The dollar dipped against the safe-haven yen on Thursday amid a spike in risk aversion, as equities continued their retreat on concerns about growth in the world's largest economy.
The U.S. currency dipped 0.4 percent to 112.74 yen, handing back some of the modest gains made overnight.
Global equity markets have been shaken and the dollar fell this week after an inversion in a part of the U.S. Treasury yield curve triggered market concerns about economic growth.
MSCI's broadest index of Asia-Pacific shares outside Japan was down more than 1.2 percent and Japan's Nikkei lost 1.75 percent.
The spread between the two-year and five-year Treasury yields inverted this week and the two-year/10-year spread was at its flattest in more than a decade amid a sharp fall in long-term rates.

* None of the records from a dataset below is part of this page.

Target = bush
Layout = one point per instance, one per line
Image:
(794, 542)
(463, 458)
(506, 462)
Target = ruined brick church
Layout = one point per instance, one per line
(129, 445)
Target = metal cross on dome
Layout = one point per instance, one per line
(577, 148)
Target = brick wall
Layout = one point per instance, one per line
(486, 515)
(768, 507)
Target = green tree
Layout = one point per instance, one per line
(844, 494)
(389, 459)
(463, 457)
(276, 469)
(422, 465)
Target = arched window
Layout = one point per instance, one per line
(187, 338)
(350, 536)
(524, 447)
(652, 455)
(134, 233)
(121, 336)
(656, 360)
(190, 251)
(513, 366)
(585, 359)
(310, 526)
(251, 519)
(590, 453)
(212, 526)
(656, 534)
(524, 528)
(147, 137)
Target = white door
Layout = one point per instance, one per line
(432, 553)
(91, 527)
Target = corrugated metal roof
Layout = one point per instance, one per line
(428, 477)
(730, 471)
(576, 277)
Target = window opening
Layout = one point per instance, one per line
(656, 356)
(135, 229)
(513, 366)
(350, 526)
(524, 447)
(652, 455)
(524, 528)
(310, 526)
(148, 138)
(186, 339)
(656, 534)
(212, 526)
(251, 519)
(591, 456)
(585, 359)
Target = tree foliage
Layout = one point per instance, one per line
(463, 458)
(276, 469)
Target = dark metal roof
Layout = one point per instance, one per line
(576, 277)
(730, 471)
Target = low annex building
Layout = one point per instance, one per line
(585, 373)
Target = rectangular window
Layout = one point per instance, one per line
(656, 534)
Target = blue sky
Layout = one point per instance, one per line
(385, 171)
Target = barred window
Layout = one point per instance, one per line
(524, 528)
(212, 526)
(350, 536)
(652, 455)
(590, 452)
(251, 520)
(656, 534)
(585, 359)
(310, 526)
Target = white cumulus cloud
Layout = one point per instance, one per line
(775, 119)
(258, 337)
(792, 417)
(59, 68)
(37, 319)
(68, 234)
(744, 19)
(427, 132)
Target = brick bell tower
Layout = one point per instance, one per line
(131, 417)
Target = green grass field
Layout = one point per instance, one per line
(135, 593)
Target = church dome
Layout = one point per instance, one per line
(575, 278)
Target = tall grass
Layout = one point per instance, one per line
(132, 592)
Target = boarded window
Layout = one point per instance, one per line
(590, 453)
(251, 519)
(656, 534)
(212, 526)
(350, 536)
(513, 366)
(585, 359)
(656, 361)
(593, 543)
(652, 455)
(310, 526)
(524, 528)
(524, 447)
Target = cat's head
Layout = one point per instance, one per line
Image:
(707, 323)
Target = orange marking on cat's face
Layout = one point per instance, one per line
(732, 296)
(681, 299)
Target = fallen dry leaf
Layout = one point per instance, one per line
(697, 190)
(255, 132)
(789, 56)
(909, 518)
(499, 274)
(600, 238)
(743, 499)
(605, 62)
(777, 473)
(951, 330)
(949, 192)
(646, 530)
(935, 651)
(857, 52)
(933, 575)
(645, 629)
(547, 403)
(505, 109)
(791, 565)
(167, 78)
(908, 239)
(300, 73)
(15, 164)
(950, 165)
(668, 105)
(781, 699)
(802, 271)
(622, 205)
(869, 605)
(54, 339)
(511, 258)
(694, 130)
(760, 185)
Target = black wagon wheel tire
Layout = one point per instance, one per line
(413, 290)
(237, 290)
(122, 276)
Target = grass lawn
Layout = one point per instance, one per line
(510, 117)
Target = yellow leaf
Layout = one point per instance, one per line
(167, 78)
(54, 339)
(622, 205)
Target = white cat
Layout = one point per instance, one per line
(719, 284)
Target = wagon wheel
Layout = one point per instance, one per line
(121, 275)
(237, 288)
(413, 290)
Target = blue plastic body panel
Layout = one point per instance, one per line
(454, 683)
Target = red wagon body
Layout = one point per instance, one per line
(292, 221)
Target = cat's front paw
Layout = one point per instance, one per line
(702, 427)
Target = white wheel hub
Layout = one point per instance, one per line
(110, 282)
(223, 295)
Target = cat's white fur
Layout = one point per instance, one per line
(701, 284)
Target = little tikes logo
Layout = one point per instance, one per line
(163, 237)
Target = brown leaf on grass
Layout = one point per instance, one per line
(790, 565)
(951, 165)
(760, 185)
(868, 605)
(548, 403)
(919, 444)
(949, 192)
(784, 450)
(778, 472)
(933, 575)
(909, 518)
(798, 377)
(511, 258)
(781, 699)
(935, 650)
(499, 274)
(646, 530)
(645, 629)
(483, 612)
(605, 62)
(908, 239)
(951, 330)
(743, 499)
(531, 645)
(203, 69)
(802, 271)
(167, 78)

A flatter curve is seen as an indicator of a slowing economy, with lower longer-dated yields suggesting that the markets see economic weakness ahead.
The 10-year Treasury yield fell to a three-month low of 2.885 percent on Tuesday and last stood at 2.9046 percent.
"The dollar could remain under pressure until this month's Fed meeting as long-term Treasury yields may not be able to mount a rebound until the market sees the Fed's stance on policy and the economy," said Junichi Ishikawa, senior FX strategist at IG Securities in Tokyo.
"The recent reaction to the U.S. yield curve inversion appears a little hysterical, but the dollar will not be given the all clear sign until the Fed meeting is hurdled."
Fed policymakers are due to gather at a Dec. 18-19 meeting, at which the central bank is widely expected to raise interest rates. Focus is on how many rate hikes the Fed could for 2019.
Also adding to global market jitters on Thursday was the arrest in Canada of a top executive of Chinese tech giant Huawei Technologies, fanning fears of further tensions between China and the United States.
The euro was little changed at $1.1347 after retreating from this week's high of $1.1419 scaled on Tuesday.
The Australian dollar was down 0.52 percent at $0.7230.
The Aussie was on a shaky footing after shedding nearly 1 percent the previous day on weaker-than-expected third quarter Australian gross domestic product data.
The pound was a shade lower at $1.2722.
Sterling had sunk to a 17-month low of $1.2659 on Tuesday after parliamentary setbacks for Prime Minister Theresa May but clawed back some of those losses on a more positive outlook for Brexit.